Littérature – Jack LONDON : John Barleycorn, le Cabaret de la dernière chance (1913)

jack london

Jack London – de son vrai nom John Griffith London (1876-1916) est un auteur américain surtout connu pour ces livres d’aventure, dans le Grand Nord ou sur les mers (qui ne connaît pas « Croc blanc » ou « L’appel de la forêt ») mais qui a également écrit des livres autobiographiques, auquel appartient celui dont je voudrais vous entretenir aujourd’hui.

C’est un auteur qui adosse son oeuvre, qu’elle soit de fiction ou autre, à sa vie hors du commun et tragique. A l’origine, c’est un enfant non désiré, son père quitte sa mère enceinte et elle fait une tentative de suicide ; remariée peu de temps après avec un certain John London, elle renomme son fils Jack. Sans vouloir plus que cela plonger dans les méandres de la psychanalyse, nous pouvons nous demander comment un enfant peut se structurer avec un tel poids de négation à porter… Ce qui semble le sauver est la lecture, car il dévore livre après livre. Il mène une vie de vagabond, enchaînant les petits boulots, n’hésitant pas à cingler vers des horizons lointains, ce qui l’amène au Japon, à Londres, en Corée et au Klondike (Canada) où il accompagne la fameuse « ruée vers l’or », tout en ne cessant d’écrire. Plus tard, enrichi par la vente de ses livres – c’est un auteur plus que prolifique-, il ne cesse pas pour autant cette vie de baroudeur, faisant construire un yacht, le « Snark » (1), qui l’emmènera jusqu’en Australie et à Hawaï. Miné par l’alcool, il meurt en 1916 à l’âge de quarante ans.

Il nous rappelle, de par ce choix de vie engagé dans l’action et dans le monde, des écrivains tels que George Orwell (1903-1950) ou Joseph Kessel (1898-1979) (2), des « têtes brûlées » dirions-nous aujourd’hui dans notre société si policée. Des hommes d’aventure mais également présents dans leur époque – George Orwell s’est impliqué dans la guerre d’Espagne (3), il a également écrit un livre majeur du XXe siècle, « La ferme des animaux », critique au vitriol des régimes totalitaires ; Joseph Kessel a, au travers du  journalisme, couvert par exemple les procès de Pétain et Eichmann). Jack London fait également oeuvre politique au travers de ses récits, peignant la misère et la vie déshéritée (objet central de son livre « Le peuple d’en-bas »), mais également, à l’instar des deux auteurs cités plus haut, en se confrontant à la différence des autres peuples. Grand baroudeur, il nous restitue des atmosphères lointaines, le Grand Nord, l’Extrême Orient dans toute la rudesse et la chaleur des relations humaines qu’il y tisse.
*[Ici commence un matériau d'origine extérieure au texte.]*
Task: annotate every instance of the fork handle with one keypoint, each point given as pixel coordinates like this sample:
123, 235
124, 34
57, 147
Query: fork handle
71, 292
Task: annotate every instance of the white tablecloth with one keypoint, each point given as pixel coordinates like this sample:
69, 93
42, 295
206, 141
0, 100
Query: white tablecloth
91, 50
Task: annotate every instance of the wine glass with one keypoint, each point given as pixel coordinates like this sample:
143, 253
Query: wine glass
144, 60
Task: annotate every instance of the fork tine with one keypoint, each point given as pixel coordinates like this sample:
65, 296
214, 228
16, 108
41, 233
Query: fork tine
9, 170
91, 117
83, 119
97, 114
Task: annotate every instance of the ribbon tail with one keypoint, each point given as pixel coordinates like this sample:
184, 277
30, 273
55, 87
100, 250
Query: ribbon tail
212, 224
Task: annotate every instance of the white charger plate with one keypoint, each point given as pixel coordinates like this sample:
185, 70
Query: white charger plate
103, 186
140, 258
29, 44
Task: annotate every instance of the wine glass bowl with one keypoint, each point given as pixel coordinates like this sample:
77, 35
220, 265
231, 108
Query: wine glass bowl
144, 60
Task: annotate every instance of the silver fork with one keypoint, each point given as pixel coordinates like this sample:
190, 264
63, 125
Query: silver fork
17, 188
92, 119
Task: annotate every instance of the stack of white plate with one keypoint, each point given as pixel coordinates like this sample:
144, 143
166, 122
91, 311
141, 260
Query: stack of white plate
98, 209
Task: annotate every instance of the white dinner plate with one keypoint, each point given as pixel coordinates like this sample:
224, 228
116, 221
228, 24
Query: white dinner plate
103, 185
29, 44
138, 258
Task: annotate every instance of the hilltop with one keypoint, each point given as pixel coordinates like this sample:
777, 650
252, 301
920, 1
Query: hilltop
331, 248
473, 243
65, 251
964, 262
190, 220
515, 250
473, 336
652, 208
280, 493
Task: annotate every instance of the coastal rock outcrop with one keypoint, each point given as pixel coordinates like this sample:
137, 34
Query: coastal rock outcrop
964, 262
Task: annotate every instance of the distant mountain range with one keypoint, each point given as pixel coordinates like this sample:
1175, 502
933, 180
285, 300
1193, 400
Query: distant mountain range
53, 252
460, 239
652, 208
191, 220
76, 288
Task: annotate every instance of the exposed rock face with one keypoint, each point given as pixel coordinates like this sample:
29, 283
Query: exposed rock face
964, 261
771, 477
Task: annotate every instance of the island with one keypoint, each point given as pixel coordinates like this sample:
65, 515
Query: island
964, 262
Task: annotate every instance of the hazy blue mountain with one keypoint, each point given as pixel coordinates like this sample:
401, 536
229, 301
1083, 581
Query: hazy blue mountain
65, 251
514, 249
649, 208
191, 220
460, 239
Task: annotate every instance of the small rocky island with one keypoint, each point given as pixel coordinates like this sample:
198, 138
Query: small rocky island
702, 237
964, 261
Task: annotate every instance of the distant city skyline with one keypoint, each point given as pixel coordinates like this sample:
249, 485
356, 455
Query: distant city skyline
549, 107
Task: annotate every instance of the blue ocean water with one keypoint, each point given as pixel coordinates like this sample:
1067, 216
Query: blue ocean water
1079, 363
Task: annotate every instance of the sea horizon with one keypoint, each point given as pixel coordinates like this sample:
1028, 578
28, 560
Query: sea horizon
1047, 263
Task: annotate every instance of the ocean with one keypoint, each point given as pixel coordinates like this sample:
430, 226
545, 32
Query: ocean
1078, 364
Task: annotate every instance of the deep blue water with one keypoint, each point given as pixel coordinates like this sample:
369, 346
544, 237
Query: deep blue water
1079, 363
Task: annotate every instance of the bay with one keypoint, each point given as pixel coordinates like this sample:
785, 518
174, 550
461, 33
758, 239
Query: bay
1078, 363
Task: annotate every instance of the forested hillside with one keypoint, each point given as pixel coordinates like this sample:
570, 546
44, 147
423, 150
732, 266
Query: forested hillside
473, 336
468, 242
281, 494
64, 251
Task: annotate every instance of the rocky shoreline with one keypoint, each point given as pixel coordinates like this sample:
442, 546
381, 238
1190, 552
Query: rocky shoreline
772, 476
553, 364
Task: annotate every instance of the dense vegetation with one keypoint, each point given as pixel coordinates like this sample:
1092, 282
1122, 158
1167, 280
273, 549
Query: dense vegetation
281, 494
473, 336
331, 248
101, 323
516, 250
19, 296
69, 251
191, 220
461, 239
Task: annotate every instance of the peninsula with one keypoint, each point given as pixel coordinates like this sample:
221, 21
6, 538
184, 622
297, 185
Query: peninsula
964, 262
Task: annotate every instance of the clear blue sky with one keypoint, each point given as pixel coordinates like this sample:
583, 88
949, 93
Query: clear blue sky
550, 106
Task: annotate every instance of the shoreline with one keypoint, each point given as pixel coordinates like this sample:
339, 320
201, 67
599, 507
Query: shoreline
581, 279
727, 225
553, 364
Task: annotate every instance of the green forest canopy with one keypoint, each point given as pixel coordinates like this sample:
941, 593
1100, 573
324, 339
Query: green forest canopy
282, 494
Ce livre fulgurant, écrit quelques années avant sa mort par un écrivain  humble et lucide, est tout à fait à part dans la littérature que j’ai pu fréquenter. Un certain nombre d’écrivains ont mis en scène leur alcoolisme, réel ou romancé, au travers de livres comme par exemple Sur la route » (Jack Kerouac), « Au-dessous du volcan » (Malcolm Lowry) ou « Le buveur » (Hans Fallada,) » – ce dernier étant sans doute le plus proche du propos de Jack London. Dans ces opus nous sommes fascinés par la spirale délétère qui s’empare des personnages principaux, comme dans le livre de Jack London. Mais il existe une différence de taille qui distingue ce dernier, car l’alcool est ici le protagoniste principal, sous le nom de John Barleycorn (4), là où dans les autres romans, il n’était qu’un moyen pour se perdre. Personnifié tel un Faust qui cherche à attirer l’auteur vers le côté noir, il dialogue avec lui tout au long de l’oeuvre, en un discours implacable et irréversible. A partir de l’âge de cinq ans (!), où il boit pour la première fois un verre, l’alcool entre dans la vie de l’écrivain pour ne plus le lâcher, tel un filigrane de mort contre lequel il ne cesse de lutter. Il nous conte son vain combat, placé dès le début du récit sous l’auspice de la défaite, car, même s’il parvient à cesser de boire pendant de longues périodes (dans son enfance, en mer…) il est rattrapé par les beuveries. Placé au commencement sous le signe de la convivialité qui ne peut se refuser (quand chacun paye sa tournée dans un débit de boissons), l’Alcool devient ensuite un besoin solitaire et dissimulé (magnifiques pages sur son addiction progressive aux cocktails, lorsqu’il se retrouve sous les Tropiques).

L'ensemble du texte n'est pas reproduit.